Similar to seasonings and flavorings, spices and herbs can be used interchangeably, since a spice can be a herb and vice versa. However, in addition to the common seasonings there are others that may be considered as more of a flavoring. Therefore, some food items often classified as either a seasoning or flavoring may include any of the following:

  • Herbs - fresh or dried
  • Spices - fresh or dried
  • Fruits - fresh or dried
  • Vegetables - fresh or dried
  • Beverages - juices, teas, wine, beer, milk, and others
  • Sauces and marinades

    Sauces and marinades which are often used as a seasoning or flavoring, result in another category when combinations of ingredients or flavors are classified as seasonings.

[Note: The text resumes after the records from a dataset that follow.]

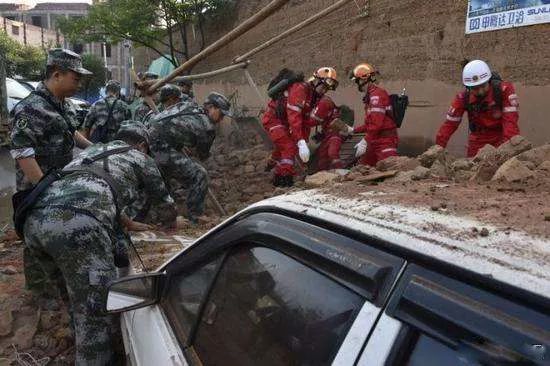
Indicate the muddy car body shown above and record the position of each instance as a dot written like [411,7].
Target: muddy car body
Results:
[311,278]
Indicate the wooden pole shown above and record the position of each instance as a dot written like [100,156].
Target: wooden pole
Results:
[292,30]
[261,96]
[212,73]
[244,27]
[3,93]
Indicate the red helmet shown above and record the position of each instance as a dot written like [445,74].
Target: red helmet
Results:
[363,72]
[327,75]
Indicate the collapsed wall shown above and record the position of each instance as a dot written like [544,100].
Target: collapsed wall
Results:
[417,45]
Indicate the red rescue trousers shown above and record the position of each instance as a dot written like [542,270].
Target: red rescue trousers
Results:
[476,140]
[284,150]
[329,153]
[379,149]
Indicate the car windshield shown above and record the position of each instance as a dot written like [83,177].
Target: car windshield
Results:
[16,90]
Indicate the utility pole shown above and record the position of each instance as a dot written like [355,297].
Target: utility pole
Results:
[3,102]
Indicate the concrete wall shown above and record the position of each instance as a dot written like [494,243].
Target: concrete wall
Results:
[419,45]
[30,34]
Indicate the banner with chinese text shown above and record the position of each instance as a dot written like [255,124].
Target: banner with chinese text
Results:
[488,15]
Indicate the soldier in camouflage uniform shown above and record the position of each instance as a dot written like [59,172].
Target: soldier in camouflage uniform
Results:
[183,130]
[104,118]
[143,108]
[74,226]
[43,134]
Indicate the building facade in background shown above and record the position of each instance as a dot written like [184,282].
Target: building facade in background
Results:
[37,26]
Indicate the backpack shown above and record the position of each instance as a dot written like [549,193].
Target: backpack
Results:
[399,104]
[101,132]
[24,201]
[279,84]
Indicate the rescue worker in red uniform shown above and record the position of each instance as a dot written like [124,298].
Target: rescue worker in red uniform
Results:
[286,120]
[381,138]
[331,141]
[492,107]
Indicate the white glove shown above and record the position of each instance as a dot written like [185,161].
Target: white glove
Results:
[360,148]
[348,132]
[303,151]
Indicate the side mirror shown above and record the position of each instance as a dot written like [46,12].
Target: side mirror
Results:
[134,292]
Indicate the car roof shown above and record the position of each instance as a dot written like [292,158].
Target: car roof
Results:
[514,258]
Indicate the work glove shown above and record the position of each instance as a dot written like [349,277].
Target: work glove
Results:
[361,148]
[348,131]
[303,151]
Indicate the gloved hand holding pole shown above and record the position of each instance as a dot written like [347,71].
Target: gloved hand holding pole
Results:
[361,148]
[303,151]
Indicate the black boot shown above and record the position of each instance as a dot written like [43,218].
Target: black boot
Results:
[277,181]
[289,181]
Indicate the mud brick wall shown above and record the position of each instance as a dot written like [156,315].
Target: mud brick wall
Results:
[417,45]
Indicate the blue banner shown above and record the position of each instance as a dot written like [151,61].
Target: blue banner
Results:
[488,15]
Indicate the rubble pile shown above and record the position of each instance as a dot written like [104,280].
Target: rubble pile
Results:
[237,168]
[516,161]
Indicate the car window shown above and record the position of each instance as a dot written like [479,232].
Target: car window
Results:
[16,90]
[267,308]
[427,351]
[185,294]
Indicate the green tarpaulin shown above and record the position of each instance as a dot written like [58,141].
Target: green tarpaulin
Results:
[161,66]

Foods such as flavored vinegars, mixtures of herbs and/or spices, compound or flavored butters, and flavored oils are also considered to be part of the families of seasonings commonly used to create food dishes that provide a distinctive flavor and sometimes smell to enhance the recipes being prepared.

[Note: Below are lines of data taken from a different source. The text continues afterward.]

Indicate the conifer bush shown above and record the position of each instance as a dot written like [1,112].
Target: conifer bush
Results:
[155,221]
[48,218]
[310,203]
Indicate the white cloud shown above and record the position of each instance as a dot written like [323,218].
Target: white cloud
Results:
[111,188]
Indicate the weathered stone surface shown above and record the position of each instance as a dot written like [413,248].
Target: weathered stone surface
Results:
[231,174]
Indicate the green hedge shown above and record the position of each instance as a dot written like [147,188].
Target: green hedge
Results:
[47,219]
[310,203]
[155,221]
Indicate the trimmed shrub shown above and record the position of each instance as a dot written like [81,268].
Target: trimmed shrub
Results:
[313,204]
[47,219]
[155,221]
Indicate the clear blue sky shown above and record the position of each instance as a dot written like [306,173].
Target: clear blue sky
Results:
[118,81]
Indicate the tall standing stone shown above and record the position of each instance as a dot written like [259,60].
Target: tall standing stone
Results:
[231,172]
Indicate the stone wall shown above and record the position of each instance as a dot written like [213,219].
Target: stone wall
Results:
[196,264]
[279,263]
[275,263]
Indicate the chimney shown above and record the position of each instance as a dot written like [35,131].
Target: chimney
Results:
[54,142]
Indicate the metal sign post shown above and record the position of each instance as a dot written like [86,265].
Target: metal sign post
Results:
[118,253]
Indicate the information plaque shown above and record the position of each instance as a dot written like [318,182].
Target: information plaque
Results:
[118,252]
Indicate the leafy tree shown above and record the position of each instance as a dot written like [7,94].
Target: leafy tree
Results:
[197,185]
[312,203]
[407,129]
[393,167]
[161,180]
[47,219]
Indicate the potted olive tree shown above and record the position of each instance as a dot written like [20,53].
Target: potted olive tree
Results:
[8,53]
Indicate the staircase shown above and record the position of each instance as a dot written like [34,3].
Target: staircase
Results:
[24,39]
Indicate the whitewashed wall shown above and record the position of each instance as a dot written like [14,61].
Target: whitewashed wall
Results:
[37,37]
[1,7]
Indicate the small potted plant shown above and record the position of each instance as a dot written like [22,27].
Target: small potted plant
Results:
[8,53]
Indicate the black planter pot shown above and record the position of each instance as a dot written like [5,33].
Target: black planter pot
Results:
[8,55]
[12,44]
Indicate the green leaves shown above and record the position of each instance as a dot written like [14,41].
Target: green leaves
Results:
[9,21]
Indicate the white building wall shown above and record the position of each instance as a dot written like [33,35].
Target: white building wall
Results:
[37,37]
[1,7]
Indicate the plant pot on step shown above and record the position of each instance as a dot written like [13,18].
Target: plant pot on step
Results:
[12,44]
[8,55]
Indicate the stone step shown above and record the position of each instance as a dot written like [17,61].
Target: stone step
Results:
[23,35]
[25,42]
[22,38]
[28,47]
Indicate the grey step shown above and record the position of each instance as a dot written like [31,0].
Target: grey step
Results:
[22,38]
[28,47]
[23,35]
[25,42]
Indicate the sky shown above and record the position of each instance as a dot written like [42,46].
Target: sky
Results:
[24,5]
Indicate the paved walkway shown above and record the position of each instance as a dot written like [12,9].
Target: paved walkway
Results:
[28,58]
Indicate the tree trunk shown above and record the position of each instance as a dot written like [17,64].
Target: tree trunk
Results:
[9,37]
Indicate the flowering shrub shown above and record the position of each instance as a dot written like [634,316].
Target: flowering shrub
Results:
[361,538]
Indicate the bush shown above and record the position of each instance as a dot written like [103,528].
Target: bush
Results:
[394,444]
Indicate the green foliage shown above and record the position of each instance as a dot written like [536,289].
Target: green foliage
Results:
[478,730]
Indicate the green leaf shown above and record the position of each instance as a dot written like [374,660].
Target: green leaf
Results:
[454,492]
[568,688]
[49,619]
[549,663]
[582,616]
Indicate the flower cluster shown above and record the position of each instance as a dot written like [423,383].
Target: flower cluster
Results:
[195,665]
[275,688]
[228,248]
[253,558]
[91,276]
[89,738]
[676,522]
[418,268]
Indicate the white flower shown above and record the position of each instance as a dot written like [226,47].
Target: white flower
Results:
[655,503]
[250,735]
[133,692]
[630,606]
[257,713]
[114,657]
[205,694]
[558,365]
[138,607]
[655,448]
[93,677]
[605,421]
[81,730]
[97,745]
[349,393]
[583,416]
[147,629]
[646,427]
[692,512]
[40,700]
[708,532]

    A term first used by Asians attempting to identify flavors is the word "umami". Often used to describe foods that are earthy, meaty, robust, pungent, or savory, the term "umami" is also used to describe flavors enhanced by naturally occurring substances in foods such as glutamate, an amino acid that exists within bonito flakes, cheese, fish, kelp, mushrooms, red meat, soy sauce, and tomatoes. If the substance exists in its "free form" and is not bound to other substances, it enhances the flavor, thus providing umami to the foods being prepared.

    Umami is a word commonly used to describe the flavor or taste of foods that are aged or allowed to ferment. Wine and cheese are two food items that may be described with this term, when referring to a strong, robust well-rounded, full-bodied, or meaty flavors. Also, when foods are added as an ingredient, and thus a seasoning to enhance the flavors of other foods such as adding broth, stock, wine, earthy oils (truffle oil) or cheese to a food dish, the food being added may be considered as a seasoning or flavoring. This is due to the fact that it assists to increase the depth of the meat flavors or flavors of other main ingredients in the food dish, making the umami more intense.